With an increasing incidence of both HIV infection and multidrug-resistant strains of M. tuberculosis, early detection is vital for diagnosis and therapy. Classical techniques for the discovery of the disease have a drawback in that the organism is fastidious and grows slowly. Many molecular strategies for the detection of mycobacteria have been developed. Important ones are PCR, transcription-mediated amplification, nucleic acid sequence-based amplification, and ligase chain reaction. Mycobacterial speciation, which is time-consuming and exacting by conventional techniques, can be differentiated relatively easily by Multiplex PCR. Molecular susceptibility testing for first-line drugs INH and rifampicin is based on the fact that there is a mutation in the cat gene and the rpoB gene.
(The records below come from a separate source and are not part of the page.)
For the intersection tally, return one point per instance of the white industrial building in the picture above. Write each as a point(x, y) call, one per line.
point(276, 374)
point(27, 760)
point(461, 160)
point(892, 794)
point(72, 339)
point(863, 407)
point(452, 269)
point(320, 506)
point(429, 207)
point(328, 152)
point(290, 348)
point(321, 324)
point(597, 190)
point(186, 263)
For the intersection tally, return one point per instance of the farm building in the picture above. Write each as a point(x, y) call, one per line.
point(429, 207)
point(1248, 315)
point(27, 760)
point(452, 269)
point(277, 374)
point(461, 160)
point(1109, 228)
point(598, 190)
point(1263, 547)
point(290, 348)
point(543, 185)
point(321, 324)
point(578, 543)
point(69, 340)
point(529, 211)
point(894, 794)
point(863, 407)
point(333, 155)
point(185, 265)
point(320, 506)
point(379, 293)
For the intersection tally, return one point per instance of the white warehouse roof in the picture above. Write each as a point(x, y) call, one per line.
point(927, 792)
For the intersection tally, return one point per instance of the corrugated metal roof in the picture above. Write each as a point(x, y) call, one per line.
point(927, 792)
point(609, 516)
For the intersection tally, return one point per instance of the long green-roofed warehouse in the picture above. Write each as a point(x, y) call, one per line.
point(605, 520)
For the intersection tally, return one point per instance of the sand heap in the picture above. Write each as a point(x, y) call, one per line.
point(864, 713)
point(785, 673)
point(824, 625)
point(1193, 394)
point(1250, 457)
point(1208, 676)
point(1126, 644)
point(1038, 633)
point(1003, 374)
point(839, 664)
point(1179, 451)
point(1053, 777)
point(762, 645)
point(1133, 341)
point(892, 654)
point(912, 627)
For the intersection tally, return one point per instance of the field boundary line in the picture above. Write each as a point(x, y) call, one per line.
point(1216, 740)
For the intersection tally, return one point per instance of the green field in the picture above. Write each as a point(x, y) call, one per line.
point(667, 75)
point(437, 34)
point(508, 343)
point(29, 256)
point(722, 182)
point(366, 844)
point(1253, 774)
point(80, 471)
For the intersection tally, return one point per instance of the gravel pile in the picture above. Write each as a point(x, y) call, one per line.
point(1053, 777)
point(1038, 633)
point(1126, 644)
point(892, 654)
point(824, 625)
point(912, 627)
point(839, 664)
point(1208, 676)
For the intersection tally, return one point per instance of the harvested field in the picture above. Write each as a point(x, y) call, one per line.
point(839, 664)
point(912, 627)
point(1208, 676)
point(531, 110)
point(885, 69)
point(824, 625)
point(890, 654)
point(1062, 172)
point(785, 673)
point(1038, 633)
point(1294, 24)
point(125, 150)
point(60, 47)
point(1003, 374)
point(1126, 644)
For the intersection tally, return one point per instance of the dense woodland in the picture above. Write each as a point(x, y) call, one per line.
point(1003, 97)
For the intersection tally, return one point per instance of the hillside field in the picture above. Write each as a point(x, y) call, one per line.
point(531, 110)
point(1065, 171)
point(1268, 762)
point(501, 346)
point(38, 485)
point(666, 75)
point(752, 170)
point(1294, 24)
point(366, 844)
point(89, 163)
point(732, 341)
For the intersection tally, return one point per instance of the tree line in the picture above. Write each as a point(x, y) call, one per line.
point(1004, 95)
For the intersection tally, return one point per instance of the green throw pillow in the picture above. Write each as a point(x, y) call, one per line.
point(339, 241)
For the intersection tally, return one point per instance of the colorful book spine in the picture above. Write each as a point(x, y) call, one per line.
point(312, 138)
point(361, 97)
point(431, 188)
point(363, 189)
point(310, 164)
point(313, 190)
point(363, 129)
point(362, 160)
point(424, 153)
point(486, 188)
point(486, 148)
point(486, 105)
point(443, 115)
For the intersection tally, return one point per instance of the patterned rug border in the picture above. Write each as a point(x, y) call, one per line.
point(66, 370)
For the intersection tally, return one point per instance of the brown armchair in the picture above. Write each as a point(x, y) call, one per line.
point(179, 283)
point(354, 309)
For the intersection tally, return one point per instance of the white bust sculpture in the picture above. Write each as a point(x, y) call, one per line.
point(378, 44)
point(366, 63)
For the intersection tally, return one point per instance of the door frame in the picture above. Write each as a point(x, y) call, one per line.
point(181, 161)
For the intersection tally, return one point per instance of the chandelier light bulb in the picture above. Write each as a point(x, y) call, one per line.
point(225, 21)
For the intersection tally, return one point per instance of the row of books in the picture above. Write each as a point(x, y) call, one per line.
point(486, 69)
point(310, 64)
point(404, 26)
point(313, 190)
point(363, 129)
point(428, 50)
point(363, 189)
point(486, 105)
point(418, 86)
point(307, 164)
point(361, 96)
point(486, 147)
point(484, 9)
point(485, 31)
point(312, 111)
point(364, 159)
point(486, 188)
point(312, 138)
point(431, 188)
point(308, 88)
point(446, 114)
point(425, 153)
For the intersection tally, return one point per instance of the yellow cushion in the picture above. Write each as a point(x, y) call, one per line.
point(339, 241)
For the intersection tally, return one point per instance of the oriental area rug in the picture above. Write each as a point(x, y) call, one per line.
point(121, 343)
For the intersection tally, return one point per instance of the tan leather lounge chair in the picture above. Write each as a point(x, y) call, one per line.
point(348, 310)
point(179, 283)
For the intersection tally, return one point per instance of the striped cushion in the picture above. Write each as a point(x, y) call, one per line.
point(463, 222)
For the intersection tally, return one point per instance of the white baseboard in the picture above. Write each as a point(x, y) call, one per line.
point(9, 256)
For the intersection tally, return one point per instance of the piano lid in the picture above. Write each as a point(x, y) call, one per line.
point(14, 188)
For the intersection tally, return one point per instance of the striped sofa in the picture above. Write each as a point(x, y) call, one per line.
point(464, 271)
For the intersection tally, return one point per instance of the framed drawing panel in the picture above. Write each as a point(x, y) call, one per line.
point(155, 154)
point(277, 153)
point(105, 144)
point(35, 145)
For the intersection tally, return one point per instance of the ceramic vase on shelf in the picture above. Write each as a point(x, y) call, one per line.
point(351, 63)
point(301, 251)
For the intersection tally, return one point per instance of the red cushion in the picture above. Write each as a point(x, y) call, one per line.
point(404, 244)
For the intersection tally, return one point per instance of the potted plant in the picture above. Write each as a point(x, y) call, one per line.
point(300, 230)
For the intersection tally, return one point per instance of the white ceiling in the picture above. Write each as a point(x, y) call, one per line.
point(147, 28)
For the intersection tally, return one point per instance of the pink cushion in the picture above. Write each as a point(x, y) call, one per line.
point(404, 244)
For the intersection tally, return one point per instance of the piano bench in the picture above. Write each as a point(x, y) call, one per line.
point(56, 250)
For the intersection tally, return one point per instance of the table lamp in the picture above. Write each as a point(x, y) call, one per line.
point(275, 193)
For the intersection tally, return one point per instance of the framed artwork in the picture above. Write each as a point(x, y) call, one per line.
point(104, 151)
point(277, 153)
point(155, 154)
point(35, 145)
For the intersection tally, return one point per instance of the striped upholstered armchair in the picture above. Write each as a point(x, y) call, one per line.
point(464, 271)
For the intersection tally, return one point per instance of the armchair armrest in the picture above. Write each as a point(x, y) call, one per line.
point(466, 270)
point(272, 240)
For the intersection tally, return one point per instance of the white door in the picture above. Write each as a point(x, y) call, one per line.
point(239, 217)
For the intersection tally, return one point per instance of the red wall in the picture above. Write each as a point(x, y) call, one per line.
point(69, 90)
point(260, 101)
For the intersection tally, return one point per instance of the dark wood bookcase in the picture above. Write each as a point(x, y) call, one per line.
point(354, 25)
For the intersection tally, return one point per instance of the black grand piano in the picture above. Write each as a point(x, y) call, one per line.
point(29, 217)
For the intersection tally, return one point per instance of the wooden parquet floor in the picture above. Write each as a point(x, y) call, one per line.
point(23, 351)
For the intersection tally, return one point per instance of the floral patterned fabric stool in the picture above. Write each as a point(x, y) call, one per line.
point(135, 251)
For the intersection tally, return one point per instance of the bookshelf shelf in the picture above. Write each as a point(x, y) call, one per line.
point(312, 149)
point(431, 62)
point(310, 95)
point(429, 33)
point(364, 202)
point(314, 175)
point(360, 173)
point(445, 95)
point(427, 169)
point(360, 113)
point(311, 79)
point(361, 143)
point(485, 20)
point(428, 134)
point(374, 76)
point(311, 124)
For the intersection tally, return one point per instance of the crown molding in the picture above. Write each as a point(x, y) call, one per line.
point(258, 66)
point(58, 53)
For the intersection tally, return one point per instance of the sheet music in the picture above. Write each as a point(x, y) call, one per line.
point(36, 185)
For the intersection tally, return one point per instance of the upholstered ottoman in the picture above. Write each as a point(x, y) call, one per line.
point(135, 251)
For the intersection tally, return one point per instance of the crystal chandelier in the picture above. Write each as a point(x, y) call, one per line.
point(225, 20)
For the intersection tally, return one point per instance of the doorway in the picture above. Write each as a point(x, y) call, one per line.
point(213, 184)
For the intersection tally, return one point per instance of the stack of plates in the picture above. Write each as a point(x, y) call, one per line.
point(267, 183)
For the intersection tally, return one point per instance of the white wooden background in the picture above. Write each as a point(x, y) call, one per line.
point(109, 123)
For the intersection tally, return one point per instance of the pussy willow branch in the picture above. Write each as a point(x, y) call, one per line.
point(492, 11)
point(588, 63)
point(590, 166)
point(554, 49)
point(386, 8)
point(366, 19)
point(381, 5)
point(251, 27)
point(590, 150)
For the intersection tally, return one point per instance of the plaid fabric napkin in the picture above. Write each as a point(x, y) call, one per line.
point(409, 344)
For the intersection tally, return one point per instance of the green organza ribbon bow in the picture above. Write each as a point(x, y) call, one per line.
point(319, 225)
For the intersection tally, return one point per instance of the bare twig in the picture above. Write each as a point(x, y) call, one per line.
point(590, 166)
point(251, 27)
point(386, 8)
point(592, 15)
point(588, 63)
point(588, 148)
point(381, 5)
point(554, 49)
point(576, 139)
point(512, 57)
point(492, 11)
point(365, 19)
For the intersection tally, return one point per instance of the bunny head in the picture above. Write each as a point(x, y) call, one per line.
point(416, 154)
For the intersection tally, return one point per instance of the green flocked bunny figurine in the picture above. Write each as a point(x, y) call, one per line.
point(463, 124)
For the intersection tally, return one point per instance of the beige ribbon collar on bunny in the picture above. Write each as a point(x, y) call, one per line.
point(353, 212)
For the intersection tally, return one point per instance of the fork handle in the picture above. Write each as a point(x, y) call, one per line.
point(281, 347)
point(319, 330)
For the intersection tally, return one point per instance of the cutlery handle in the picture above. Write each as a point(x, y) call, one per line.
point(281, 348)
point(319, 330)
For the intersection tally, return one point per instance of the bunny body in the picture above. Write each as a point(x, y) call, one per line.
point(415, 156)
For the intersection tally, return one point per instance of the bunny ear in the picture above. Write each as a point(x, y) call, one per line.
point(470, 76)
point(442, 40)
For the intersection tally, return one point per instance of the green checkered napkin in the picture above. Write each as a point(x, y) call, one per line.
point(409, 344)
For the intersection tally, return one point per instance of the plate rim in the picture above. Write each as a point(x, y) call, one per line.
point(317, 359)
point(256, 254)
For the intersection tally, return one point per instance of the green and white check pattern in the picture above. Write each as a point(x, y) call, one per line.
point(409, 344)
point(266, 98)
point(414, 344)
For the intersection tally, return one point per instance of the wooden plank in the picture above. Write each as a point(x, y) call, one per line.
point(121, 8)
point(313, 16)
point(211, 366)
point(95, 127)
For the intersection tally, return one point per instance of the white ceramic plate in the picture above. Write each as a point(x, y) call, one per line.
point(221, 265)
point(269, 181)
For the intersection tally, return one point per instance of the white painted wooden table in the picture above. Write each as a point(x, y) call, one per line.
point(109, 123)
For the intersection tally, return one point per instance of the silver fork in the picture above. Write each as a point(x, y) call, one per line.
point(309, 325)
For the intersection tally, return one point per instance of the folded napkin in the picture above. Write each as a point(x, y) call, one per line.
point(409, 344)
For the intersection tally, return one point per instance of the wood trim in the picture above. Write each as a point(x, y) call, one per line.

This can be detected by a PCR amplification of the gene fragment followed by simple electrophoresis in denaturing gels for single-stranded conformational polymorphism (SSCP) analysis. This technique is sensitive and can detect even point mutations. The above procedures lead to early diagnosis of infections by M tuberculosis and initiation of appropriate therapy.

Streptococcal pharyngitis

In developed countries, PCR diagnosis of Gp A hemolytic streptococci by PCR (Gp A Streptococcus direct test or GASD) is gaining importance since its definitive exclusion could curtail empirical treatment of pharyngitis, decrease the use of beta-lactam antibiotics, and reduce overall costs of therapy.

Ulcerative urogenital infections

A multiplex PCR for differentiating etiological causes of ulcerative urogenital infections due to Haemophilus ducreyi, T. pallidum, HSV has been reported.

Atypical pneumonia

A multiplex PCR based strategy wherein rapid diagnosis of infections caused by chlamydia pneumonia, mycoplasma pneumonia, and legionellae could help reshape the management of atypical cases of pneumonia.

Persistent illness

Persistent infections by HSV, CMV, EBV, VZV, HHV, JC virus, measles, hepatitis, rarely respect organ boundaries, are challenging to diagnose and treat. In the immune-competent host, these diseases usually present as an acute illness, and a durable protective immunity follows recovery. However, in the immunocompromised host, these infections may be reactivated. They cause not only a diagnostic dilemma but also the detection of their nucleic acid by amplification procedures that may not be of clinical relevance. Quantitative assays for their presence are essential and have been developed.

Acute febrile illnesses like falciparum malaria, salmonellosis, babesiosis, have been identified using PCR. Especially with falciparum infections, use of a single PCR reaction, and hybridization assays with various probes are used in species identification.